Nell'età moderna, Castrogiovanni seguì le più generali vicende della Sicilia, visse in pace il suo splendido isolamento al centro della Sicilia e non si distinse per avvenimenti memorabili degni di menzione storica.
Nel Cinquecento, con l'avvento al potere di Carlo V, si verifica una depressione economica e culturale in tutta l'Isola, ed anche nel territorio di Enna, che tuttavia, vede crescere a dismisura la popolazione, grazie alle massicce immigrazioni provenienti dalle coste, saccheggiate dai predoni saraceni.
Le carestie e le pestilenze del Seicento, al contrario, comportano un decremento demografico.
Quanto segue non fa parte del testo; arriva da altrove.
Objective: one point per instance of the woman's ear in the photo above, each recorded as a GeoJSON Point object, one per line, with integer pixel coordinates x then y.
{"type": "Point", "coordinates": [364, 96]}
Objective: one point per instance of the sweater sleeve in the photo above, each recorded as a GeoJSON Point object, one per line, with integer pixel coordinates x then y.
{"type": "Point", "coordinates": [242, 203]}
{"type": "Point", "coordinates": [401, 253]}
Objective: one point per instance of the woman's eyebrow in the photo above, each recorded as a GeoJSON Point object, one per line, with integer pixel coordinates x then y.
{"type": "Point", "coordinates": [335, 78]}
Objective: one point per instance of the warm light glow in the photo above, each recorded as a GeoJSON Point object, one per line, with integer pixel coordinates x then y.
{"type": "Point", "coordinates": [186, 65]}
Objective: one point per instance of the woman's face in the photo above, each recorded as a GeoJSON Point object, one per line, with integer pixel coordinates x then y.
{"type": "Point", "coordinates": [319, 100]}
Nel Settecento, con l'ascesa dei Borboni, ci sarà da un lato la costruzione di splendide chiese (in quel secolo a Enna ve ne erano 133), dall'altro la costituzione di varie confraternite e processioni.
Nell’Ottocento la città partecipa attivamente ai moti rinascimentali (1848) e all'impresa dei Mille, sarà visitata da Giuseppe Garibaldi, e nel 1893 darà vita al Fascio dei lavoratori. La ripresa della città fu formidabile: dall'Unità d'Italia al 1921 raddoppierà in termini di popolazione, passando da oltre 14.000 a 32.000 abitanti, record demografico a tutt'oggi non superato. Inoltre essa fu rappresentata al Parlamento italiano per trent'anni ininterrottamente, dal 1890 in poi, dall'illustre uomo politico Napoleone Colajanni.
Nel 1926, Enna - denominata allora Castrogiovanni - diveniva capoluogo di provincia. Il primo prefetto della provincia ennese fu Giuseppe Rogges, nominato direttamente da Mussolini. Nel 1927 la città riassume il nome antico, Enna.